Harwell Campus CEO joins our October 'Science Cities' forum
Above: Harwell Campus, in 'science vale', Oxfordshire (courtesy Harwell Campus)
The CEO of Harwell Campus in Oxfordshire, Stuart Grant, will be contributing to our October 'Science Cities' forum in Oxford about the development of world class science R&D clusters.
Stuart is Co-Founder of CoreLife Investors, adviser to Brookfield’s Real Estate Group, as well as being CEO of Harwell Campus and he has more than 25 years of real estate experience. He began his career in Asia-Pacific as an International Executive with Jardine Matheson Ltd before starting his real estate investment career at Blackstone in London and Hong Kong. During his 18 years at Blackstone, he held a variety of leadership positions playing a key role in building Blackstone’s presence in the region including overseeing more than $20 billion of investments in Greater China, India, Singapore, Japan, Korea and Australia. He returned to the UK in 2018 as a Managing Director of Stanhope Plc to help grow one of London’s leading developers. He is also a member of the Investment Committee and Advisory Board of Mitheridge Capital.
Stuart described the ambitions for Harwell Campus during Future Cities Forum's 'digital cities' discussion last year:
'Harwell is a 100-acre campus with a focus on the energy, tech, space sector and life sciences, and where government collaborates with business and academia. We have 30 universities here as well as private organisations where the quantum sector is new. There is a £180 million allocation to move the Natural History Museum's species and digital resource collection to Harwell. I think 30% of the NHM collection is already digitalised and it will take around three to four years to complete the building of the centre. This will allow scientists all over the world to access the data and will be there for future generations to review. There will be hundreds of thousands of specimens from which scientists can work on tackling our climate challenges.

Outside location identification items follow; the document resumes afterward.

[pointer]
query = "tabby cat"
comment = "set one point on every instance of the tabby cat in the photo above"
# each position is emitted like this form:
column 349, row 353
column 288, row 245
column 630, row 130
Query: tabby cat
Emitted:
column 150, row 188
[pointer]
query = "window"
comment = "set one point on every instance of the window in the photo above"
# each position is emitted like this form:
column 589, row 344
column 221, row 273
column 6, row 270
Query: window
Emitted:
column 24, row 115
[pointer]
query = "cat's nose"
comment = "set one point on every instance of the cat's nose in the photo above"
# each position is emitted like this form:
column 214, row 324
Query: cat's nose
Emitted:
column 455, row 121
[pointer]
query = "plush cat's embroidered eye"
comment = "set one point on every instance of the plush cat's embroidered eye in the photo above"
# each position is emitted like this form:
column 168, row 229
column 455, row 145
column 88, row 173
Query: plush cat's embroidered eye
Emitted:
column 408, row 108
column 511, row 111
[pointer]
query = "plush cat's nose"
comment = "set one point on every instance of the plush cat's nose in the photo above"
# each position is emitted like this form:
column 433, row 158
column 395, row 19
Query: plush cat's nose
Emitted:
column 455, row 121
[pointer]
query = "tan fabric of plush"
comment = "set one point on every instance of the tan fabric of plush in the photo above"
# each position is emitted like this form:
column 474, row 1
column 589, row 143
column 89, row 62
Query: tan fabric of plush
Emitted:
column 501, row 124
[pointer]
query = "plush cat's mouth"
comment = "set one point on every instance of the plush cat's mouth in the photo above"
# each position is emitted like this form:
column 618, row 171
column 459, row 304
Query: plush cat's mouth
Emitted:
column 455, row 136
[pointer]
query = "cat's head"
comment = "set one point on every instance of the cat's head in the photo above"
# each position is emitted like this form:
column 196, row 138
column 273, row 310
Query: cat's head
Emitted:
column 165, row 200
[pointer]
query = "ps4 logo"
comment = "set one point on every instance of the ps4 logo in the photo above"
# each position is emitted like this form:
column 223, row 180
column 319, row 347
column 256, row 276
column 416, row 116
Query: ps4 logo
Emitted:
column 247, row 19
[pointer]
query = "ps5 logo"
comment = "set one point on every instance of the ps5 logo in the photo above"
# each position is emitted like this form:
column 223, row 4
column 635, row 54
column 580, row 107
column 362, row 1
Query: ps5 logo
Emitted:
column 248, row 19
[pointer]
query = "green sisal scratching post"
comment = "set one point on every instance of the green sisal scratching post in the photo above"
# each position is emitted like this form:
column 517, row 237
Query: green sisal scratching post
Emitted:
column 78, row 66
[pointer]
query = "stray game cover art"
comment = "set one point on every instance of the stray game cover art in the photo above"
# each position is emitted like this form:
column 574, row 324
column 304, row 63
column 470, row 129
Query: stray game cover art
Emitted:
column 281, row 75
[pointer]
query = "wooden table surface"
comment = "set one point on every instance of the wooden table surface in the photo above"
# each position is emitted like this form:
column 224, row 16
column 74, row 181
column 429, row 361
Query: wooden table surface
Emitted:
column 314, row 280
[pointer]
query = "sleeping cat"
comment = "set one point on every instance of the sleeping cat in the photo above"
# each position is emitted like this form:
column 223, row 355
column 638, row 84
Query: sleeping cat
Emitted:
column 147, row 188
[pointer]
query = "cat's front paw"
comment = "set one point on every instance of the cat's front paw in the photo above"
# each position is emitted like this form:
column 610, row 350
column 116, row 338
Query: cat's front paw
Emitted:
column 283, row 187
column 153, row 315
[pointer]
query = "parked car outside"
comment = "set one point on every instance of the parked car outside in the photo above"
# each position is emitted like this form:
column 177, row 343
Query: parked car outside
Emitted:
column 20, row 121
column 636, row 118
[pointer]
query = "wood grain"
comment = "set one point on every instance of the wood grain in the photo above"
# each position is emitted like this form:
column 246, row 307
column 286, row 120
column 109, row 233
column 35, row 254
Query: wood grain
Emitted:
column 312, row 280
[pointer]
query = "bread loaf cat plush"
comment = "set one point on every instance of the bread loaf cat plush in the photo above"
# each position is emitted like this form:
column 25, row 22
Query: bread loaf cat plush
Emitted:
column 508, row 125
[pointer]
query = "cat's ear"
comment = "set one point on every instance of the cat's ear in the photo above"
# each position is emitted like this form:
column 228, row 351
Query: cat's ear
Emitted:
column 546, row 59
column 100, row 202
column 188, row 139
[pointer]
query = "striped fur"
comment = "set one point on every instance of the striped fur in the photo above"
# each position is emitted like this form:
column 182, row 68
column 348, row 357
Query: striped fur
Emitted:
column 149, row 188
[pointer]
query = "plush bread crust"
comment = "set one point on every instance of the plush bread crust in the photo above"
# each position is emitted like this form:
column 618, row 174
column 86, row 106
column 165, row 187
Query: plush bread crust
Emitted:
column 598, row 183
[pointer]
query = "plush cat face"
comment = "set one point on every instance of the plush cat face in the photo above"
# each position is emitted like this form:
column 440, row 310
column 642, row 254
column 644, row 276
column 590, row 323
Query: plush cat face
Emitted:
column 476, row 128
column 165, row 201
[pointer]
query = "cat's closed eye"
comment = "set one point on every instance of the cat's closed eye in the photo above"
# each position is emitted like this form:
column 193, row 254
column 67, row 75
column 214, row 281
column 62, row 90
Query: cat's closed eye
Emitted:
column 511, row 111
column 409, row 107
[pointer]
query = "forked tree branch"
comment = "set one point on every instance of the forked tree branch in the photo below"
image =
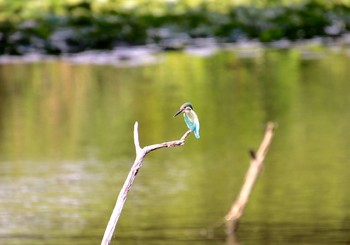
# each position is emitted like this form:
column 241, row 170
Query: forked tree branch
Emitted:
column 256, row 163
column 140, row 155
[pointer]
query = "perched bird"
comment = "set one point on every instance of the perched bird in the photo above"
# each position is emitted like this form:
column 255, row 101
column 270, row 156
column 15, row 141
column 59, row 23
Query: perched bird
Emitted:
column 190, row 117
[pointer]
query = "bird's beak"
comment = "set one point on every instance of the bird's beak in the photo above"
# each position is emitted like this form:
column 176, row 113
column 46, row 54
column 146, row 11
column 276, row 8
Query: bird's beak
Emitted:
column 177, row 113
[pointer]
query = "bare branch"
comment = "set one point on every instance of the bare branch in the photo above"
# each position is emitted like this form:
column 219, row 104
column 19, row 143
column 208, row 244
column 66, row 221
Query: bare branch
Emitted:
column 256, row 163
column 140, row 155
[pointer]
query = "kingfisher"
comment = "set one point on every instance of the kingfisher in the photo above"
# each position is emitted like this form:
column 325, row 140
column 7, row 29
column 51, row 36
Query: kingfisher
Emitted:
column 191, row 118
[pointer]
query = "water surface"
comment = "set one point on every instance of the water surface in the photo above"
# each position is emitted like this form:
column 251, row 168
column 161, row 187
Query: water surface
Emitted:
column 66, row 146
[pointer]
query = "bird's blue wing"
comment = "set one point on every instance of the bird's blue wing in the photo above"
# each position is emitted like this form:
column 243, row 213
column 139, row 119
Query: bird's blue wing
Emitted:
column 192, row 124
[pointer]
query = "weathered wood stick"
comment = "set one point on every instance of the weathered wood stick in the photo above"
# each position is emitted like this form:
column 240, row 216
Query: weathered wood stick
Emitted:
column 140, row 155
column 256, row 163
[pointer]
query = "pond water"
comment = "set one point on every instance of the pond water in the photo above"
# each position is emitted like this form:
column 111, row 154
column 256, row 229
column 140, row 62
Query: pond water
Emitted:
column 66, row 147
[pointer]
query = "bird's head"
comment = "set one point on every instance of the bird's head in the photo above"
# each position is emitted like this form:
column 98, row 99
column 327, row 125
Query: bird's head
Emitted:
column 185, row 107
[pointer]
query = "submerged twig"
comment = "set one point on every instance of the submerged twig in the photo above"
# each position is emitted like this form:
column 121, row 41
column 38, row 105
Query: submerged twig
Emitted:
column 256, row 163
column 140, row 155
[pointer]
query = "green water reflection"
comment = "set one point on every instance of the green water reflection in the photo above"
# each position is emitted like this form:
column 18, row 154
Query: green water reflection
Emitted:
column 66, row 148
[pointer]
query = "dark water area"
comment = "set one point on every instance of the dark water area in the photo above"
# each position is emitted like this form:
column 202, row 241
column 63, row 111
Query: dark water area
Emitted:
column 66, row 147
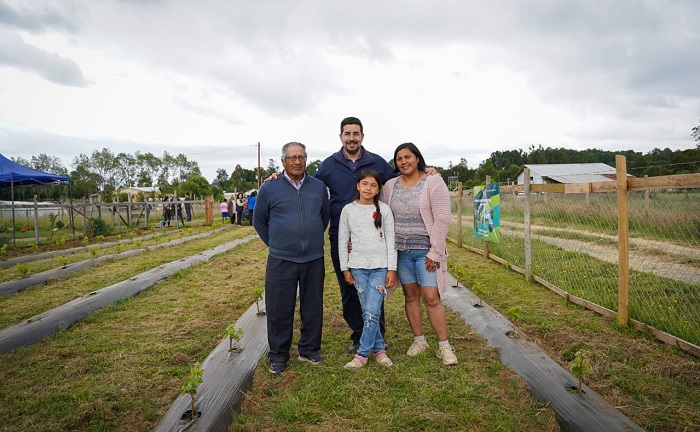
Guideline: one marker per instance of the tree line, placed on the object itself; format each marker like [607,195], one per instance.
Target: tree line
[104,172]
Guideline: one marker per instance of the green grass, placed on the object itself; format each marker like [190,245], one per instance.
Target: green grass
[15,308]
[121,368]
[417,393]
[632,370]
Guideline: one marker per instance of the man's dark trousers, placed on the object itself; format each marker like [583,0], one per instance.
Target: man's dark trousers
[281,281]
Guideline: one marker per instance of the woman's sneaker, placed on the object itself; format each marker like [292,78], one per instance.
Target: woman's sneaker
[417,348]
[356,363]
[447,355]
[383,359]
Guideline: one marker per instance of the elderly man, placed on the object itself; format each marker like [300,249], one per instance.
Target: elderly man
[291,216]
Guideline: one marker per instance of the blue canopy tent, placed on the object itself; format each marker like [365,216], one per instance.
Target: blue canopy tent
[13,174]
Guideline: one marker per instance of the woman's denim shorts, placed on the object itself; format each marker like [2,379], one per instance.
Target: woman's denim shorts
[411,268]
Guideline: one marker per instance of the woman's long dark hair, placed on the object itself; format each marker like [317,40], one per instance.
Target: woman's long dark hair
[372,173]
[413,149]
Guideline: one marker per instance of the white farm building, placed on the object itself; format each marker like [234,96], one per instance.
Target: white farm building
[568,173]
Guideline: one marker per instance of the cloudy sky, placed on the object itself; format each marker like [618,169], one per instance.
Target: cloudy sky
[460,78]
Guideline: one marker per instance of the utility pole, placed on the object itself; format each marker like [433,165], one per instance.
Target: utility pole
[259,172]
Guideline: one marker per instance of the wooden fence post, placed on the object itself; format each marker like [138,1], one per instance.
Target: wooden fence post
[36,220]
[460,194]
[85,230]
[486,244]
[623,240]
[526,217]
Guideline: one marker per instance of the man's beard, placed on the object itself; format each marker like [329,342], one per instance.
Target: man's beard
[355,151]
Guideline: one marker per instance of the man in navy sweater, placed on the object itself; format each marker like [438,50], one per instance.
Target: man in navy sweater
[338,172]
[291,216]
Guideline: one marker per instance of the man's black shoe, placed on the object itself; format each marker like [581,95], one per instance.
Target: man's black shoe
[277,368]
[354,346]
[316,358]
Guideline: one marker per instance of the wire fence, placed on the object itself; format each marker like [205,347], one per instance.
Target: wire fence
[575,249]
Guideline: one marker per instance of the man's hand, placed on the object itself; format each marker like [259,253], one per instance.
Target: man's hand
[348,277]
[391,279]
[431,265]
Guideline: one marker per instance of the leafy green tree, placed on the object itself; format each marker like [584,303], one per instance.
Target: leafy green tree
[49,164]
[312,166]
[223,180]
[197,186]
[271,168]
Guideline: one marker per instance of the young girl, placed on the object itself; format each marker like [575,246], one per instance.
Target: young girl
[371,265]
[224,210]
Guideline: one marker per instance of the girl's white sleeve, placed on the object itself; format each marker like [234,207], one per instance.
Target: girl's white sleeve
[343,238]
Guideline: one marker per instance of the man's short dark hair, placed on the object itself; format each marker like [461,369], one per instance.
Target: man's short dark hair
[351,120]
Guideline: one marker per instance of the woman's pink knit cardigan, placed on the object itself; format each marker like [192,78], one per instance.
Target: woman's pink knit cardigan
[434,204]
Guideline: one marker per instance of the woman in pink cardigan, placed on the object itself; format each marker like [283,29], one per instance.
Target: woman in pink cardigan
[421,207]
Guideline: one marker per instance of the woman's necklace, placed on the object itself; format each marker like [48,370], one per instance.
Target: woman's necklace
[411,181]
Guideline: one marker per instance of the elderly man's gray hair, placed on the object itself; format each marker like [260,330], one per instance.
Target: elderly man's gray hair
[290,144]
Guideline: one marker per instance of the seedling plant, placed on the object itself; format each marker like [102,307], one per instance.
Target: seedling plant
[194,379]
[580,367]
[234,334]
[257,297]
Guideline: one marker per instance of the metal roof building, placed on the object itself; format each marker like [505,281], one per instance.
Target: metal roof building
[568,173]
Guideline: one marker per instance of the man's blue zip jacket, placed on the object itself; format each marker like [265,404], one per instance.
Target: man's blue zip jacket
[292,222]
[338,173]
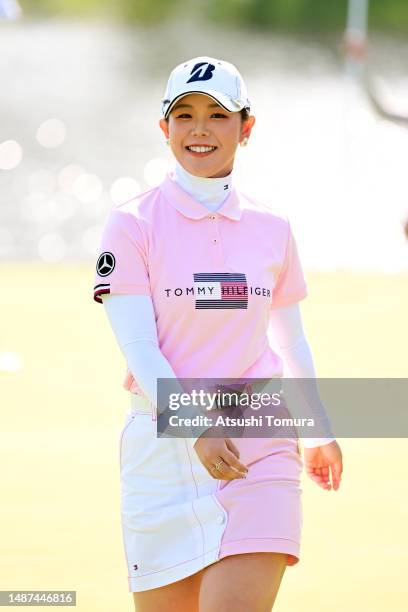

' There are already 6,000 people working here and £500 million to be invested over the next few years. We want to move forward with homes for our campus people with good amenities, where they can walk across the cricket pitch to work. There is already the plan for 300 homes for rent as well as a hotel with pubs and shops. It will be a unique place with a mix of uses and have a large village or town atmosphere. Brookfield bought into Harwell last year and we expect to grow the number of people working here to around 15,000 over the next few years.'
This summer the UK government via UKRI announced more funding for the Diamond Light Source (the Diamond-II programme), which is based at Harwell. It is the world-leading synchrotron which is 10,000 times more powerful than a standard microscope. Used for both academic and industrial research, this stadium-sized machine is the only one of its kind in the UK. According to Harwell, Diamond Light Source is a world-leading medium energy synchrotron facility producing high intensity x-rays. It works like a giant microscope, harnessing the power of electrons to produce intensely bright light that scientists can use to study anything from fossils to jet engines, viruses to vaccines.
With its first year of preliminary funding, the Diamond-II programme successfully passed the UK Government’s Outline Business Case milestone last November and has already delivered some of the machine magnet prototypes needed as part of the preliminary funding that was given over a year ago. UKRI’s announcement confirms the second year of preliminary funding of £2.8m to finalise the Diamond-II Full Business Case and secures the first phase of Diamond-II core investment
at £81.5m from April 2022-April 2025.